Prompt: How does a Christian ethicist approach problems of poverty and consumption?
My response: Injustices are an everyday part of life. Their commonplace causes a numbing to the fact that they are injustices. It is not necessarily that people are enjoy these injustices it is merely the fact that they don’t care enough to do anything about them. Unfortunately this reality is rampant throughout the United States. A famous quote by Edmund Burke warns of this indifference “The only thing necessary for the triumph of evil is for good men to do nothing”. Wallis, along with Gordon Brown recognize this as well. Brown eloquently states that it is no longer a lack of technology or information or expertise but a lock of “political will”.
Knowing that all I need to do is care more about something in order to affect change is a humbling fact. I am lacking nothing to begin bringing about change in the world. What is needed from me and my peers is an increased desire to cause that change. Wallis notes that what is needed may very well be a “moral imperative”. A moral imperative that convicts a generation to bring the issues of injustice to a tipping point.

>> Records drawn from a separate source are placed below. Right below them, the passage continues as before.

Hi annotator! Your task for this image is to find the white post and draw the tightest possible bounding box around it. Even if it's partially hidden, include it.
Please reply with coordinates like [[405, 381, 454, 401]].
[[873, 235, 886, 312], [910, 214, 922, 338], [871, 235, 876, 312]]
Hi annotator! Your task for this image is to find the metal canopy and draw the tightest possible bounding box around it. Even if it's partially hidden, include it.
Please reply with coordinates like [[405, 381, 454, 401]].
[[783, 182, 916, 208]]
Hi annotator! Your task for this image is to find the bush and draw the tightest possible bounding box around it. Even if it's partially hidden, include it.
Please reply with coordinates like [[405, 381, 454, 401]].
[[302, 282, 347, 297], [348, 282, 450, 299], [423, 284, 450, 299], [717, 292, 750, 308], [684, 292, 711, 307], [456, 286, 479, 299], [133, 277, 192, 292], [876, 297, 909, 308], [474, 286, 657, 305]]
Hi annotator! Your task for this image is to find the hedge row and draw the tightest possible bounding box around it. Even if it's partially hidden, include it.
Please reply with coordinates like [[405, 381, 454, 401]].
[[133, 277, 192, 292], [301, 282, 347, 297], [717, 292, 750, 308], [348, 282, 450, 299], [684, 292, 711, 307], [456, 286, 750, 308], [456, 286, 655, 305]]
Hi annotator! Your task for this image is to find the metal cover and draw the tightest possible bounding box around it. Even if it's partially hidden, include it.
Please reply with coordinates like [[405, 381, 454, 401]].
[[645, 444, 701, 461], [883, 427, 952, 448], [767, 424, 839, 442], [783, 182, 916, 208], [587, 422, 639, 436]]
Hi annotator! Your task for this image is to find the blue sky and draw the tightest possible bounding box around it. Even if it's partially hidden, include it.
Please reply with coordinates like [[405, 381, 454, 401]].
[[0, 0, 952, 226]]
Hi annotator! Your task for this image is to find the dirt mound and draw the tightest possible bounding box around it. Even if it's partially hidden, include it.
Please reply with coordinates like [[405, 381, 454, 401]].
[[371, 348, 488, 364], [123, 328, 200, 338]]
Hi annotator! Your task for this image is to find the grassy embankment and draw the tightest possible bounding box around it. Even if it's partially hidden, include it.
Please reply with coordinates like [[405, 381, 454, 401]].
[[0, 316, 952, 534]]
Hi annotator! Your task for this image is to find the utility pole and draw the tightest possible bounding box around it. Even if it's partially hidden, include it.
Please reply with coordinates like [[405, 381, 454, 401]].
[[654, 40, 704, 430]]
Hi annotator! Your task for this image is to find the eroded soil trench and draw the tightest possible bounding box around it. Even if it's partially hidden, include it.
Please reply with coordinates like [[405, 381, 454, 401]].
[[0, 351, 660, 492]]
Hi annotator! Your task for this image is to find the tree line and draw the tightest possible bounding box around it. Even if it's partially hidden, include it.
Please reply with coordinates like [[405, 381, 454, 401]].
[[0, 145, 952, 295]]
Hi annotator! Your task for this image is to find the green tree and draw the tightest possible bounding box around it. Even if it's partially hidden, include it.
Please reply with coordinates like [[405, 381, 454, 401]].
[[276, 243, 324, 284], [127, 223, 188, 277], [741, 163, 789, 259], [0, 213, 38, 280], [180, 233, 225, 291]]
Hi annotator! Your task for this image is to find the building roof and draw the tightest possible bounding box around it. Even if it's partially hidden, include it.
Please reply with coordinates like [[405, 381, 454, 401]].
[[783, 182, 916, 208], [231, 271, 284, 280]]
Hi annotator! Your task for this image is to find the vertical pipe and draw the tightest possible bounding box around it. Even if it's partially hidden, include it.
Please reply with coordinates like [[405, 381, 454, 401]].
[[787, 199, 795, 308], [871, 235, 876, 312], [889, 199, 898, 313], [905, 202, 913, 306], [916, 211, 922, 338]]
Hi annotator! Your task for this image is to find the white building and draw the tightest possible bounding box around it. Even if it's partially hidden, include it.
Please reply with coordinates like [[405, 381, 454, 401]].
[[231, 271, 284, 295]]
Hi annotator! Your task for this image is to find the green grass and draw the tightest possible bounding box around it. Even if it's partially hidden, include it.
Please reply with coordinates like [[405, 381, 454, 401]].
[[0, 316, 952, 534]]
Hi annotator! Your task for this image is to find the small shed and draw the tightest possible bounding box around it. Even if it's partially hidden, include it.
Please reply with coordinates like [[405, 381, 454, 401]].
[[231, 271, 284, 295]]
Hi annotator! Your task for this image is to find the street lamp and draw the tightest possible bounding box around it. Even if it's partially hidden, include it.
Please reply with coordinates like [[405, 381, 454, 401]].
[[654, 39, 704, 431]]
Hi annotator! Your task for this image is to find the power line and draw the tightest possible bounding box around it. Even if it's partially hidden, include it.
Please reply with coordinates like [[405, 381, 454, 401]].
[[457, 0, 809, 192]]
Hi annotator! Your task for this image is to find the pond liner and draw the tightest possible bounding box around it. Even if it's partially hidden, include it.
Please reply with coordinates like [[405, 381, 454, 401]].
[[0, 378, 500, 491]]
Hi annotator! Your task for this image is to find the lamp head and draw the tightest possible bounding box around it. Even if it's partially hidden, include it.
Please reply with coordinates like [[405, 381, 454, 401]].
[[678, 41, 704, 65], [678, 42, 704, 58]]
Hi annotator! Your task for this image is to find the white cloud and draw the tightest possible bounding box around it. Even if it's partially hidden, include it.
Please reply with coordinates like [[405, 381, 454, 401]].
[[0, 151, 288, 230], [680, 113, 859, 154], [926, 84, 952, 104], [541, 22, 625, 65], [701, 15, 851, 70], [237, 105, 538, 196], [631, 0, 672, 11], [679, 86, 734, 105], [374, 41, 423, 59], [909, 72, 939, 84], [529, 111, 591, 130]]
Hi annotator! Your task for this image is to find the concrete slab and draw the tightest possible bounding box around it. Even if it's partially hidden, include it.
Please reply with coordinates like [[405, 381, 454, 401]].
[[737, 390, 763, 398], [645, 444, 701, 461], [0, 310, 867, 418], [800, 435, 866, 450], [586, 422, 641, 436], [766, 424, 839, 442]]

There are many examples of people who, as Christian ethicists, are doing things to bring about change and justice to the world. Wallis goes through a couple of examples. One was of the Fair Trade movement, particularly in coffee. Chris Dearnley and John Sage the other is the 10000 villages shops started by Mennonites.
These may be extreme cases of people who have had extraordinary success at causing change on a big level. For some this may seem impossible to do. However, the changes will come when indifference is diminished, as Wallis puts it “it’s a matter of will”. Changes in politics don’t happen as a result of silence and indifference but from a large number of people speaking out. Reaching these numbers is possible and together we can “make possible . . . possible”.